Rafael a olhou nos olhos, a intensidade do seu olhar perfurando suas defesas. "Talvez mais complicado. Isabella, eu... eu preciso te contar algo. Algo que tem a ver com o passado. Com o nosso passado."
Ela o observou atentamente. O Rafael à sua frente não era o jovem impulsivo que ela conheceu. Havia uma maturidade em seu olhar, uma vulnerabilidade que a intrigava e, ao mesmo tempo, a deixava em alerta. O que ele poderia querer contar a ela depois de tanto tempo? E por que agora, em Veneza, a cidade que era palco de tantas lembranças felizes e dolorosas entre eles?
"Eu não sei se estou pronta para ouvir, Rafael", ela disse, a voz baixa, mas firme. "Anos se passaram. Eu fiz meu caminho. Talvez seja melhor deixarmos o passado enterrado."
Ele balançou a cabeça lentamente. "Algumas coisas não podem ser enterradas, Isabella. Elas precisam ser desenterradas, para que possamos seguir em frente. Por favor, me dê uma chance. Me diga que podemos conversar. Talvez tomar um café. Ou quem sabe, um vinho, como fazíamos antigamente."
O convite, tão casual e, ao mesmo tempo, tão carregado de significado, a atingiu em cheio. O passado os cercava como uma névoa, e a cada palavra dele, as lembranças voltavam com força total. A paixão avassaladora que sentiu por ele, a cumplicidade profissional, a confiança que um dia depositou nele. E, por fim, a dor da traição, não a dele, mas a de André, que a deixou vulnerável e sem chão.

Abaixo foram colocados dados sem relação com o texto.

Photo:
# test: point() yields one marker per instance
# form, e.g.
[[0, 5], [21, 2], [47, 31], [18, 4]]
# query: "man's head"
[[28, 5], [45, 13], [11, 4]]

"Não sei se um café resolveria alguma coisa, Rafael", ela respondeu, uma pontada de ironia em sua voz. "Você desapareceu, e eu tive que reconstruir meu mundo sozinha."
"Eu sei que te magoei", ele disse, a voz embargada. "Mas o que eu preciso te contar... é crucial. E tem a ver com a sua vida, com a minha vida, e com a vida de outras pessoas. Por favor, Isabella. Por favor."
Ele estava implorando. E ali, na ponte em Veneza, cercada pelas águas e pela história, Isabella sentiu uma parte de si ceder. A curiosidade, a necessidade de respostas, a velha paixão que, apesar de tudo, ainda não havia morrido completamente, a impulsionaram a aceitar.
"Tudo bem", ela disse, respirando fundo. "Um café. Mas nada mais. E você vai começar a explicar por que sumiu e o que está acontecendo."
Um brilho de alívio cruzou o rosto de Rafael. Ele sorriu novamente, um sorriso que parecia carregar o peso de anos de arrependimento. "Obrigado, Isabella. De verdade. Há um café ali na esquina, com vista para o canal. Perfeito para colocar as conversas em dia, não acha?"
Ela assentiu, um misto de apreensão e expectativa tomando conta dela. O reencontro em Veneza não era apenas uma coincidência. Era o prenúncio de algo novo, algo que, ela temia, poderia abalar as estruturas de sua vida cuidadosamente construída. E, pela primeira vez em muito tempo, Isabella sentiu um tremor de incerteza diante do futuro. O passado, que ela tanto tentara enterrar, estava voltando à tona, e com ele, Rafael, o homem que um dia roubou seu coração e, depois, o despedaçou.